= National Elm Trial =

American horticultural program

The National Elm Trial was an American volunteer effort to evaluate a range of newly developed elm cultivars as replacements for elms destroyed by Dutch elm disease. The Colorado State University College of Agricultural Sciences coordinated the trial.

The trial began in 2005, but was restricted to elm cultivars commercially available in the United States, unlike the trial conducted by Iowa State University in the 1970s which included the most recent European developments. The trial was conducted for 10 years, with annual assessments of each tree for height, diameter, crown characteristics, and fall color, as well as response to vascular diseases, canker diseases, foliar diseases, insect infestations, bark beetle infestations, and abiotic damages. Stated goals of the trial were as follows:

- Determine the growth and horticultural performance of commercially available elm cultivars resistant to Dutch elm disease in various climate regimes in the United States.
- Determine the relative disease, insect, and abiotic stress tolerance of these cultivars.
- Promote the propagation and use of elms through local, regional, and national reporting of the trial results to wholesale tree propagators and growers, retail nursery and garden center operators, landscaper designers, arborists, and the general public.
Based on the trial's final ratings, the preferred cultivars of the American elm (Ulmus americana) are ‘New Harmony’ and ‘Princeton’. The preferred cultivars of Asian elms are the Morton Arboretum introductions and ‘New Horizon’.
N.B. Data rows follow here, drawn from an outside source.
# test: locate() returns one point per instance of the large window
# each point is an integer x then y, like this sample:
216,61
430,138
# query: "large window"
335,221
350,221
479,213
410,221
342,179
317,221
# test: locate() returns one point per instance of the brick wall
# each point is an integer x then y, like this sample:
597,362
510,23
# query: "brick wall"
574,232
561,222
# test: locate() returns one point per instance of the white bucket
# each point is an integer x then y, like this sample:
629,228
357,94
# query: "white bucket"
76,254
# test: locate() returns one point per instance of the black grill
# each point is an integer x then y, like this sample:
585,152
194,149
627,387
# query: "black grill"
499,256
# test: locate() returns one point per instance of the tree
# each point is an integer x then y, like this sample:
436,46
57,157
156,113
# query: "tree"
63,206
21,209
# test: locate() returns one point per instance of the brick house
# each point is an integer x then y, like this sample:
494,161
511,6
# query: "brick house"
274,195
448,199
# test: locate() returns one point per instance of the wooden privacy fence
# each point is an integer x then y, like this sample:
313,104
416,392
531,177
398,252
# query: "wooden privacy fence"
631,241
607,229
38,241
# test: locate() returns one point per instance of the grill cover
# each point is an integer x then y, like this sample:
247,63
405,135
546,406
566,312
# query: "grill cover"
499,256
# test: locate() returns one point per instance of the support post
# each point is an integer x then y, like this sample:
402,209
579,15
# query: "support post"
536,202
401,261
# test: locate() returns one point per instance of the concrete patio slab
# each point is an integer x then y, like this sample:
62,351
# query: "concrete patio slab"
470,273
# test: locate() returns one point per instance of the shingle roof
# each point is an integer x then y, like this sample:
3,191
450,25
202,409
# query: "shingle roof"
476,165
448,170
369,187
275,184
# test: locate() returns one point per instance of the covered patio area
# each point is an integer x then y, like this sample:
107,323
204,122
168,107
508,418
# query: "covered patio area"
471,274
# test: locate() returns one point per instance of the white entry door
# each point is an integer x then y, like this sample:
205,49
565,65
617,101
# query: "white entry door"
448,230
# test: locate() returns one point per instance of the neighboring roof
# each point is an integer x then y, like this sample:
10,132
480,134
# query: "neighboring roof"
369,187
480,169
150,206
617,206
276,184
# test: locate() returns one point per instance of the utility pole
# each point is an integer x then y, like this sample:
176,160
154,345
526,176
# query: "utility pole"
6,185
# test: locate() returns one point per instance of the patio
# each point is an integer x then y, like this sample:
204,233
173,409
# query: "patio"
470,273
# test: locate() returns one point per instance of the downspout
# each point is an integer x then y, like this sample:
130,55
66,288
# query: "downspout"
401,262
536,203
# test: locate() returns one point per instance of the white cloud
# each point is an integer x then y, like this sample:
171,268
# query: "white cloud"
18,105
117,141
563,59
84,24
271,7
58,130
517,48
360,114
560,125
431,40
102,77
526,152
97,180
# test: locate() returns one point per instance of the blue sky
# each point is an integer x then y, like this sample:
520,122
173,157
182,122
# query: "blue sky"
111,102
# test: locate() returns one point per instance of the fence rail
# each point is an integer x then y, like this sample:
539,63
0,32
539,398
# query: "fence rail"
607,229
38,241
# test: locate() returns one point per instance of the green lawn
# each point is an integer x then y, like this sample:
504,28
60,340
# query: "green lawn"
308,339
==List of cultivars included in the trial==
- American elm Ulmus americana cultivars: 'Valley Forge', 'New Harmony', 'Princeton', 'Lewis & Clark' (Prairie Expedition), 'Jefferson' (provided no data).
- Chinese elm Ulmus parvifolia cultivars: BSNUPF (Everclear), 'Emer I' (Athena), 'Emer II' (Allee).
- Japanese Elm Ulmus davidiana var. japonica cultivars: 'JFS - Bieberich' (Emerald Sunshine), 'Prospector'.
- Hybrid elm cultivars: 'Frontier', 'Homestead', 'Morton' (Accolade), 'Morton Glossy' (Triumph), 'Morton Plainsman' (Vanguard), 'Morton Red Tip' (Danada Charm), 'Morton Stalwart' (Commendation), 'New Horizon', 'Patriot', 'Pioneer'.